PRECISION SIZING TOOL
Battery Size Calculator
Size a LiFePO4 leisure, marine or off-grid battery bank to match your real-world load. Engineered assumptions. Real TITAN batteries. No guesswork.
How to size a leisure battery without guessing
The honest way to size a battery is to start from what you actually use, not from a number someone quoted you down the pub. Work out your watt-hours for a normal day, take off what the solar puts back, and leave yourself some headroom for a flat-grey week. That is the whole job, and it is what this tool does in the background while you tick off appliances.
Start with your daily power use
Every load in the calculator has a realistic wattage and a duty cycle built in, so a fridge is counted on the time it actually runs rather than flat out all day. Add your fridge, your lights, the water pump, phone and laptop charging, any heater fan, and an inverter if you cook or boil a kettle off the battery. The running total is your daily watt-hours, and that is the number everything else hangs off.
Peak loads matter as much as capacity
Capacity is only half the picture. A motor mover, an inverter or a big pump pulls a large current for a short time, and the battery's BMS has to pass that without tripping. The calculator checks your biggest single load against each battery's continuous rating and warns you when you are close, so you do not end up with a battery that has the energy but cuts out under load.
Solar, the alternator and longer off-grid stays
If you have solar, drop your panel wattage in and the calculator takes the daily yield off your load before it sizes anything. Want a proper solar figure for your latitude, the month and the weather? Run our solar yield calculator and bring the number back. Charging from the engine on the move is the other big one, and our charger compatibility guide covers the DC-DC and mains options. Set the autonomy slider for how many days you want between proper charges.
Which TITAN fits, and where
Under a van seat means a DIN case, and most of our range is DIN-fit. In a caravan with under-bench storage, or building a fixed off-grid bank, you have room for the bigger units. Still weighing up lithium against your old leisure battery? The lithium vs lead-acid page lays out the real difference in usable capacity and lifespan.
Common questions
How do I size a lithium leisure battery for my campervan or motorhome?
Add up everything you run off the battery and how long each runs for, which gives you watt-hours per day.
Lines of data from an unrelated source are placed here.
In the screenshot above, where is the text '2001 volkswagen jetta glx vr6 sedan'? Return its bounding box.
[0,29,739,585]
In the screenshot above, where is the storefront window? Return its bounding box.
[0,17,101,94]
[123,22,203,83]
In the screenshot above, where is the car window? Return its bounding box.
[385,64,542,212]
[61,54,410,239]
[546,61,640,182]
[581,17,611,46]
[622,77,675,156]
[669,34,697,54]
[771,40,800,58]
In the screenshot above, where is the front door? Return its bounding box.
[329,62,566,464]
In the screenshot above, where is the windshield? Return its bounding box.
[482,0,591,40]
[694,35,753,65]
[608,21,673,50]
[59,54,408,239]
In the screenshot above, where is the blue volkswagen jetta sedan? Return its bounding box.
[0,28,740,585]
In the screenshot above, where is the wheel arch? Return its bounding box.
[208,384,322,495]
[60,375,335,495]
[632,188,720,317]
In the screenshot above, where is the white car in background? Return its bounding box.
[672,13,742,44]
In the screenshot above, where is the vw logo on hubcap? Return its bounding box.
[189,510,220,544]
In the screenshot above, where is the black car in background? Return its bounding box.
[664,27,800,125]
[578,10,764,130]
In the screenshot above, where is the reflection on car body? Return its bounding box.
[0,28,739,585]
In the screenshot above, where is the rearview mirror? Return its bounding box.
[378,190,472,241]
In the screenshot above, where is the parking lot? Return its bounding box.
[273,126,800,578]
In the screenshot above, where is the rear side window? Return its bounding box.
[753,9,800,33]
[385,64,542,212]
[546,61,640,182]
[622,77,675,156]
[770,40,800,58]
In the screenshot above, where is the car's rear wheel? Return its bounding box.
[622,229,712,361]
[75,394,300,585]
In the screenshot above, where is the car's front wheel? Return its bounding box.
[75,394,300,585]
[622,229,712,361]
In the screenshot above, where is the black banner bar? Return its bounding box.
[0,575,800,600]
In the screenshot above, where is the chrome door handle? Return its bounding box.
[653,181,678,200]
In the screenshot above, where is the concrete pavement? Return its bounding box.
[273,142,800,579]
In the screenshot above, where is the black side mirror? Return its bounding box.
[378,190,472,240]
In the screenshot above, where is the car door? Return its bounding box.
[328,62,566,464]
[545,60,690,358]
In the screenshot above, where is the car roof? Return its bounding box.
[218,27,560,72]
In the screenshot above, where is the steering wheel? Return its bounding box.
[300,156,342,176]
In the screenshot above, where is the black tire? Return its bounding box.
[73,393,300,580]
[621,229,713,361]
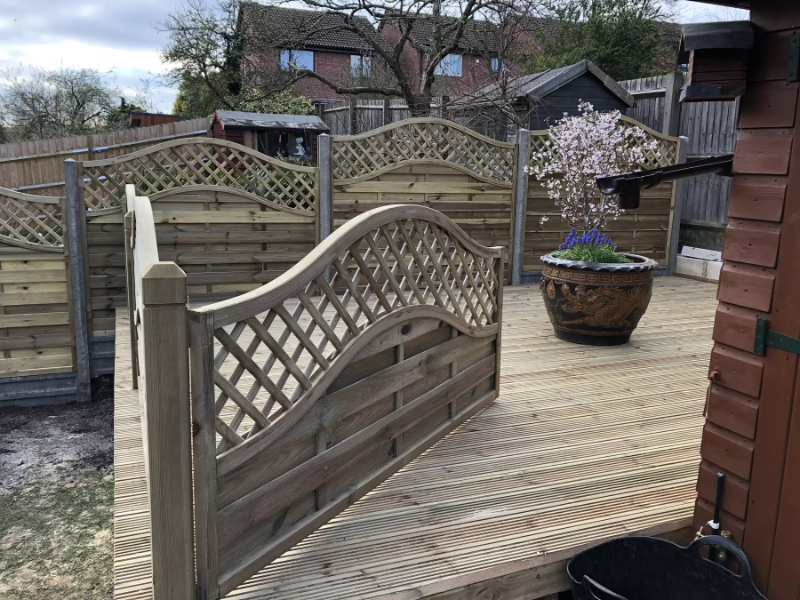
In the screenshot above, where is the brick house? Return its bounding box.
[239,2,681,104]
[380,19,510,97]
[239,2,377,104]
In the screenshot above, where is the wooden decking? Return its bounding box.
[115,278,716,600]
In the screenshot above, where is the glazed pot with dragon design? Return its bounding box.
[539,253,658,346]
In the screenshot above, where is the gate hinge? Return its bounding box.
[786,33,800,83]
[753,317,800,356]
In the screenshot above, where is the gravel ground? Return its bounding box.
[0,378,114,600]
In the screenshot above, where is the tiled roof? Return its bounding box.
[390,16,498,54]
[242,2,381,51]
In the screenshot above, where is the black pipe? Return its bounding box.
[597,154,733,209]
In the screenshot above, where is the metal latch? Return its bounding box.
[753,317,800,356]
[786,33,800,83]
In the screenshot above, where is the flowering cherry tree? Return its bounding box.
[526,102,658,231]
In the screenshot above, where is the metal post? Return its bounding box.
[140,262,195,600]
[64,158,92,402]
[511,129,530,285]
[317,133,333,242]
[667,135,689,275]
[661,71,683,137]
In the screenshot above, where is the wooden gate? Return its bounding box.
[78,138,319,336]
[331,118,517,282]
[189,206,503,599]
[0,188,75,377]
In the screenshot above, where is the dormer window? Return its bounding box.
[434,54,461,77]
[350,54,372,79]
[281,49,314,71]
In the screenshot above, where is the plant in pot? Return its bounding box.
[528,102,658,346]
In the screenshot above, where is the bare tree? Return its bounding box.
[260,0,513,115]
[161,0,528,115]
[0,67,119,140]
[448,1,543,140]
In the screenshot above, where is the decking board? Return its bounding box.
[115,278,717,600]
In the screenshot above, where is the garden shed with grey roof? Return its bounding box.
[453,60,635,130]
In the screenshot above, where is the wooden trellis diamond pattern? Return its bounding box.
[83,139,316,212]
[213,219,499,453]
[332,119,514,182]
[0,192,64,249]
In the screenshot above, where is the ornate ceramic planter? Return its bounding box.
[539,254,658,346]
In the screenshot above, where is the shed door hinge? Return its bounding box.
[753,317,800,356]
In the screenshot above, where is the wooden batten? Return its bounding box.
[691,9,800,598]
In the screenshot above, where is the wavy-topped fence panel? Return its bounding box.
[0,188,74,377]
[79,138,319,336]
[190,206,503,598]
[331,117,515,183]
[331,118,517,284]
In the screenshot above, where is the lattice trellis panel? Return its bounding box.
[529,116,680,169]
[83,138,317,213]
[198,207,500,452]
[0,188,64,252]
[331,118,514,182]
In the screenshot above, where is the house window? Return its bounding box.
[492,58,508,73]
[281,50,314,71]
[434,54,461,77]
[350,54,372,78]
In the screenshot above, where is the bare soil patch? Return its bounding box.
[0,378,114,600]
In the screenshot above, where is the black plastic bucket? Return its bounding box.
[567,535,766,600]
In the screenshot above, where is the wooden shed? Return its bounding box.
[680,0,800,600]
[211,110,330,162]
[452,60,635,130]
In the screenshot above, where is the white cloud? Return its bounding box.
[677,0,750,23]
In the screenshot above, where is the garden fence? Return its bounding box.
[0,113,685,400]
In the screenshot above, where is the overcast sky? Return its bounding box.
[0,0,747,112]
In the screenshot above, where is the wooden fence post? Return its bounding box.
[317,133,333,243]
[383,96,392,125]
[667,135,689,275]
[347,98,358,135]
[139,262,195,600]
[511,129,530,285]
[64,158,92,402]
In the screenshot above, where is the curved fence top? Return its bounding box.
[0,188,64,252]
[331,117,515,184]
[192,205,502,460]
[82,138,317,214]
[197,204,503,327]
[529,115,681,169]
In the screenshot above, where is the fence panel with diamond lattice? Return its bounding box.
[0,188,74,378]
[184,205,503,598]
[331,118,516,284]
[78,138,319,336]
[522,116,681,271]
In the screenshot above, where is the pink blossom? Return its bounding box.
[526,102,660,231]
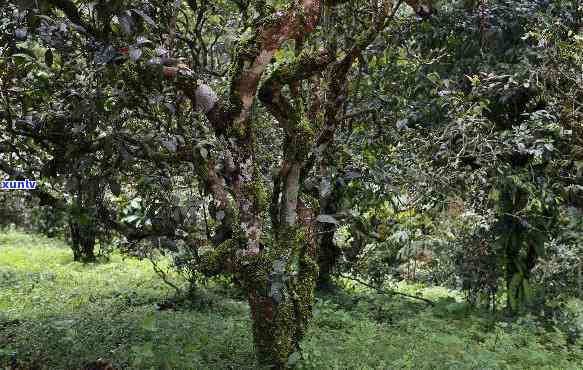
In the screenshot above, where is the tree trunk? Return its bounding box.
[69,220,96,262]
[242,207,318,369]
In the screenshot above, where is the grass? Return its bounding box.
[0,232,583,369]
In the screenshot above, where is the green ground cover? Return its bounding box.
[0,232,583,369]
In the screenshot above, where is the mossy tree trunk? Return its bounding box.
[161,0,426,369]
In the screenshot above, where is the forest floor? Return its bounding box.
[0,232,583,369]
Take off whatever your solar puts back, divide by 12 for amp-hours, and leave some headroom so you are not flattening the battery every night. Lithium gives you almost all of its rated capacity, so you can size much closer to the label than with lead-acid. The calculator does all of this and shows the smallest TITAN that covers your load.
What size battery fits under a motorhome or campervan seat?
Most vans keep the leisure battery under the driver or passenger seat, which suits a DIN-format case. The TITAN 80Ah, 105Ah, 120Ah, 150Ah, 180Ah and the 260Ah DIN Type 019 are all DIN-fit. The bigger units like the 230Ah, 280Ah and 460Ah are taller and longer, so they tend to go in caravans with under-bench storage or a fixed off-grid install.
Is a 100Ah lithium battery enough for a campervan?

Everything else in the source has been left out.